Entitle US Region down time

Entitle experienced a major incident on June 16, 2025 affecting Entitle Portal, lasting 11m. The incident has been resolved; the full update timeline is below.

Started: Jun 16, 2025, 06:48 PM UTC
Resolved: Jun 16, 2025, 07:00 PM UTC
Duration: 11m
Detected by Pingoru: Jun 16, 2025, 06:48 PM UTC

Affected components

Entitle Portal

Update timeline

investigating Jun 16, 2025, 06:48 PM UTC

We are currently investigating this issue.
resolved Jun 16, 2025, 07:00 PM UTC

This incident has been resolved.
postmortem Jun 16, 2025, 07:56 PM UTC

## Postmortem: Redis Outage — Entitle US Region **Date:** 2025-06-16 **Service Affected:** Entitle – US Region **Root Cause:** Redis pods CrashLoopBackOff ### Summary On **June 16, 2025**, the Entitle US region experienced a **partial service outage** due to a failure in the **Redis** backend service. The Redis pod entered a `CrashLoopBackOff` state, failing to restart successfully. This caused cascading issues in dependent services, including elevated Redis client errors, Pub/Sub disconnections, and connection retry exhaustion.
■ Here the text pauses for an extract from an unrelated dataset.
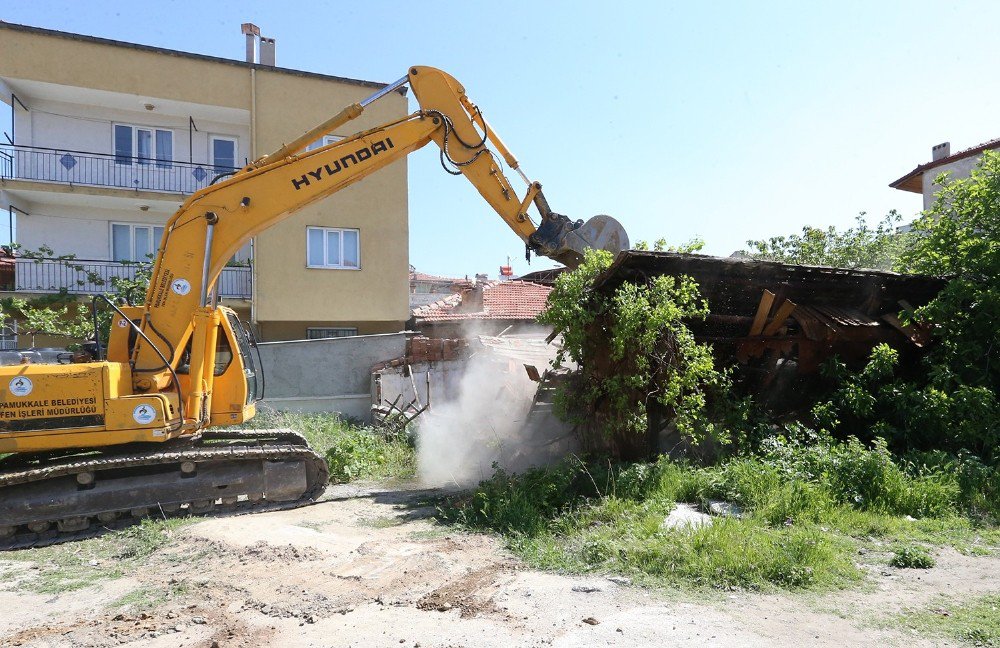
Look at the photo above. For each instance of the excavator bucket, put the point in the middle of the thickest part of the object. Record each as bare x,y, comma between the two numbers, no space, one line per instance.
602,232
565,241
The issue was resolved by performing a **manual hard reset** of the Redis pod. The Redis container has **crashed unexpectedly**, and Kubernetes was **unable to successfully restart it** due to repeated startup failures. This caused a `BackOff` state, where Kubernetes delays further restarts. The downstream Node.js services attempted to reconnect continuously, leading to: * **Redis connection timeouts** * **Pub/Sub disconnections \(**`EOF`\) * **Memory pressure due to too many event listeners** This condition persisted until the pod was **forcefully deleted**, which reset the backoff and allowed Redis to start cleanly. Action Items : A **new monitor was created** to track `CrashLoopBackOff` and `BackOff` events in critical infrastructure pods. This will allow us to detect and respond to container restart failures earlier — potentially preventing downtime through intervention.